L'Echo de la Fabrique : 10 juin 1832 - Numéro 33

ÉVÉNEMENS DE PARIS.1

[8.1]D’affreux malheurs ont affligé la capitale, et pendant trois jours la guerre civile en a fait un horrible champ de bataille.

L’ordre est rétabli et règne de nouveau dans Paris ; mais hélas ! à quel prix !

La loi nous interdit toute dissertation politique, et nous ne pouvons donc développer, dans cette feuille, notre opinion sur ce que ce mélancolique événement offre de politique ; mais nous pouvons, nous devons même témoigner notre profonde douleur.

Que les partis qui ne se désignent réciproquement que par les épithètes les plus révoltantes, se réjouissent ou se maudissent, nous qui sommes travailleurs, nous pleurons et déplorons ; car le sang une fois versé n’a plus la couleur des partis ! c’est du sang français, d’hommes dévoués et capables de grandes choses. Les lâches, les gens payés ne se battent pas ainsi !

Peuple ! peuple ! toujours du sang, et du plus pur, du plus généreux, du sang de jeunes hommes entraînés vers une chimère, ou poussés par des misérables qui n’ont d’espoir et d’avenir que dans les calamités publiques, et qui dans l’ombre fuient le danger qu’ils ont soulevé.
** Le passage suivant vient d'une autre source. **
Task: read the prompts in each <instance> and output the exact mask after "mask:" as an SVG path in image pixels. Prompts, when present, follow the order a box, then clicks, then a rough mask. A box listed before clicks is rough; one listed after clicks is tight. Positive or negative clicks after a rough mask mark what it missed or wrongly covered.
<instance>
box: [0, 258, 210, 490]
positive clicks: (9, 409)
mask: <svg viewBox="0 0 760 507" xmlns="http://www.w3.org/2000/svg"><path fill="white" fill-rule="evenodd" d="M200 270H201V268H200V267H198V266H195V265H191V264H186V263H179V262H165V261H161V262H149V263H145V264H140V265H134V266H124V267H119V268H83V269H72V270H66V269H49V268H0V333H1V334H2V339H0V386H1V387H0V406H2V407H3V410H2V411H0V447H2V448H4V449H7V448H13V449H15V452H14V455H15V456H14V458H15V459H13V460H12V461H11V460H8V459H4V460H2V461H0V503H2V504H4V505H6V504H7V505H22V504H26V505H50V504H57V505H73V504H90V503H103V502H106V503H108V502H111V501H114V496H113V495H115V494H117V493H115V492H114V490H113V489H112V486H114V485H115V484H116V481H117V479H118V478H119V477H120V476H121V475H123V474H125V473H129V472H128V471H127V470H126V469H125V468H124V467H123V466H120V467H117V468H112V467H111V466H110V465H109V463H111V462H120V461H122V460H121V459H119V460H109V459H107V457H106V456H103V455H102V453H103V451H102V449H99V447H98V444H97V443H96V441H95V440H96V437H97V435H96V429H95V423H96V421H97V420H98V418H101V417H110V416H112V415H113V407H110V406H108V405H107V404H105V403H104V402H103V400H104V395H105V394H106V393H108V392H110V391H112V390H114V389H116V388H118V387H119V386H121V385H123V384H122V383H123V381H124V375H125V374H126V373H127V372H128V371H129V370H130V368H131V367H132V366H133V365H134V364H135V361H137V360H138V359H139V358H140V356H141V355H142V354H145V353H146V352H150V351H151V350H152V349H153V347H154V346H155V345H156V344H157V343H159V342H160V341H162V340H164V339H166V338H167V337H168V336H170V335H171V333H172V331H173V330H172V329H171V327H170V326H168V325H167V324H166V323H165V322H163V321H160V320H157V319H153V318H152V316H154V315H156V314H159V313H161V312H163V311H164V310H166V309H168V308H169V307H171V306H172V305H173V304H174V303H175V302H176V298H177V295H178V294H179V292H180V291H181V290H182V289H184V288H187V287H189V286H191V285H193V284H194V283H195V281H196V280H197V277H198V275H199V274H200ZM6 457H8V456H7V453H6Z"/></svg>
Que la vengeance humaine et divine tombe sur ces monstres ! mais qu’elle les cherche et les frappe aussi bien dans les hôtels, que dans les mansardes ou l’atelier, aussi bien sous l’habit brodés du pair de France que sous la blouse du prolétaire.

Paris, 7 juin. – La tranquillité est parfaite ; les magasins, les ateliers, les chantiers, les marchés, les galeries, les passages sont ouverts comme à l’ordinaire. Les ouvriers s’occupent avec activité à réparer les rues où des barricades avaient été élevées. La circulation des voitures est rétablie. Paris offre l’aspect le plus satisfaisant.
(Nouvelliste.)

Notes de base de page numériques:

1 Les funérailles du général Lamarque furent l’occasion d’une grande insurrection à Paris les 5 et 6 juin 1832. Le marasme économique, l’épidémie de choléra, la mort de Casimir Périer faisaient entrevoir, en particulier aux républicains, la possibilité de bousculer le fragile régime orléaniste. Mais devant le soulèvement populaire les différentes fractions républicaines demeurèrent indécises et inertes et l’insurrection se solda par une défaite complète, le régime de Juillet en sortant victorieux et définitivement renforcé. Le caractère de « tournant » qu’a eu cet épisode de juin 1832 dans l’histoire du régime de Juillet est parfaitement défini par exemple par P. Thureau-Dangin : « En cette soirée du 6 juin, les amis de la Monarchie jouissaient d’autant plus de leur victoire qu’ils en avaient douté. […] tous les témoignages contemporains révèlent qu’on eu grand’-peur ; l’impression générale fut que la Monarchie courait un réel danger », P. Thureau-Dangin, Histoire de la Monarchie de Juillet, tome 2, Paris, Plon, 1888, p. 135.